Nur wenn Spitzenreiter BW Halle 2 am Sonntag (Aufschlag 13 Uhr) in Kaunitz nicht gewinnt, wäre die Westfalia doch noch Erster ihrer Verbandsligagruppe und hätte den Aufstieg in die Westfalenliga geschafft.

„Wir wollen in Münster gewinnen und werden nichts verschenken“, sagt Westerkappelns Mannschaftsführerin Mareike Grieneisen . In Münster werden Darja Christov, Celine Beermann-Allendorf, Alessa Gravemann und Alexandra Seffrin antreten. Für Alexandra Seffrin ist es gleichzeitig die Rückkehr an ihre ehemalige Spielstätte. Sie hatte vor einigen Jahren den Schläger für den THC geschwungen.

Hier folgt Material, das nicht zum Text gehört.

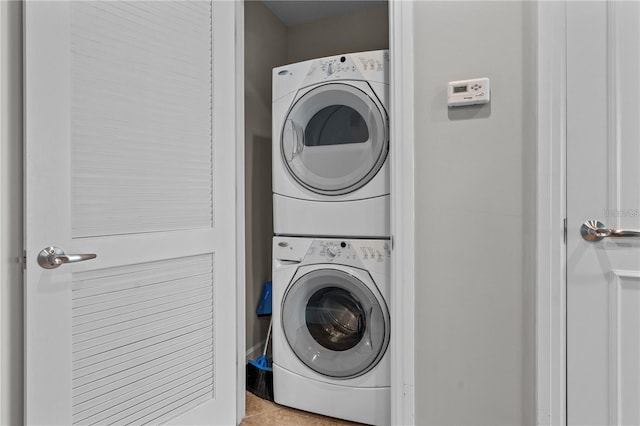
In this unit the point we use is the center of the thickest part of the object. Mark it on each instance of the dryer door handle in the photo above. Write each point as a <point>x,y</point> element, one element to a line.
<point>292,140</point>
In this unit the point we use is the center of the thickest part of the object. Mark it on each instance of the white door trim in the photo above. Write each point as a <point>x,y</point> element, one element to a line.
<point>402,212</point>
<point>241,332</point>
<point>551,210</point>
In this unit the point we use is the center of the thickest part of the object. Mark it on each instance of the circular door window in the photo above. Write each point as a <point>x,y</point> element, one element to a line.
<point>334,323</point>
<point>335,139</point>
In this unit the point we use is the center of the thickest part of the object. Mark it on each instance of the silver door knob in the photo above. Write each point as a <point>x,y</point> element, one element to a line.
<point>52,257</point>
<point>594,230</point>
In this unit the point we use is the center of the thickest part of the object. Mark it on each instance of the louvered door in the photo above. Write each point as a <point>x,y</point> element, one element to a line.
<point>130,155</point>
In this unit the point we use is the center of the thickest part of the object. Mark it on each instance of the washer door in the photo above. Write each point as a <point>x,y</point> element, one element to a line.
<point>335,139</point>
<point>334,323</point>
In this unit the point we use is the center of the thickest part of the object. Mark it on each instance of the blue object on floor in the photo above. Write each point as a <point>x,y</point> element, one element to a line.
<point>264,305</point>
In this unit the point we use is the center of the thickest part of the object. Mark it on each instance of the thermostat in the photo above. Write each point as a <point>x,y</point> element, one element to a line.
<point>468,92</point>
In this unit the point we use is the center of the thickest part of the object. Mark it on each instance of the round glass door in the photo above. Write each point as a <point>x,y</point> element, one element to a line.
<point>335,324</point>
<point>335,139</point>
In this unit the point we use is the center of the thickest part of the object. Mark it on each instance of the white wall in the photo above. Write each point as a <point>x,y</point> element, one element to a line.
<point>361,30</point>
<point>11,212</point>
<point>475,244</point>
<point>265,48</point>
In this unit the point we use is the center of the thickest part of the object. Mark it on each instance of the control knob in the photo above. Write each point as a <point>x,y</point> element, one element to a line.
<point>332,251</point>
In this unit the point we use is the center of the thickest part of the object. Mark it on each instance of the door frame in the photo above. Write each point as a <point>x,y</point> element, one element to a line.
<point>402,304</point>
<point>241,283</point>
<point>551,336</point>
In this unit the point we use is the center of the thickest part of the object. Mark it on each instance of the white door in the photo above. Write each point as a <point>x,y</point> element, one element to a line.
<point>130,155</point>
<point>603,178</point>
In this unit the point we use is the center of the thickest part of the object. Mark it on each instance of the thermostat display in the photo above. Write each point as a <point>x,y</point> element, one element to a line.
<point>468,92</point>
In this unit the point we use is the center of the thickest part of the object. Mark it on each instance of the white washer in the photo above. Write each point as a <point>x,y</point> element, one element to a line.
<point>330,146</point>
<point>331,327</point>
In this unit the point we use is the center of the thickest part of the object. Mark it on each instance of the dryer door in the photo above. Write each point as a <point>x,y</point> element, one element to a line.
<point>334,323</point>
<point>335,138</point>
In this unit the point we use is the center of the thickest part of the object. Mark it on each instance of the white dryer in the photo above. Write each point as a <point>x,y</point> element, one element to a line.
<point>331,327</point>
<point>330,146</point>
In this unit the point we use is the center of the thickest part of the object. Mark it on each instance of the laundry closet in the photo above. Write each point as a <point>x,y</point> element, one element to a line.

Alles spricht Samstag für einen Sieg der Westfalia. Gastgeber Münster hat bisher alle vier Spiele verloren und dabei insgesamt nur drei Matches gewonnen. „Ich rechne eigentlich nicht damit, dass Halle am Sonntag in Kaunitz verliert. Aber man weiß ja nie, was passiert“, ist bei Mareike Grieneisen nur ein kleines Fünkchen Hoffnung auf ein Tenniswunder vorhanden. Realistisch gesehen dürfte sich Halle die Chance nicht nehmen lassen. „Die haben ein große Liste an Ladies“, meint Grieneisen. Sollte also doch eine Spielerin ausfallen, steht die nächste parat.

Mit dem Ende der Winterrunde wartet auf die Westerkappelner Damenmannschaft eine lange Spielpause. „Wir werden im Sommer keine Mannschaft für die Spiele melden“, teilte Mareike Grieneisen mit. „Erst in der nächsten Winterrunde treten wir wieder an.“ Als Grund für den Verzicht auf die Sommerrunde – dort hätte die Westfalia ein Startrecht in der Verbandsliga – nannte Westfalias Mannschaftsführerin personelle Probleme. „Das ist dann immer so viel Stress, eine Mannschaft zusammenzubekommen. Alle haben mittlerweile ein oder zwei Kinder. Die Omis sind auch nicht immer da und unsere Männer spielen auch Fußball, Basketball oder Tennis“, sagt Grieneisen.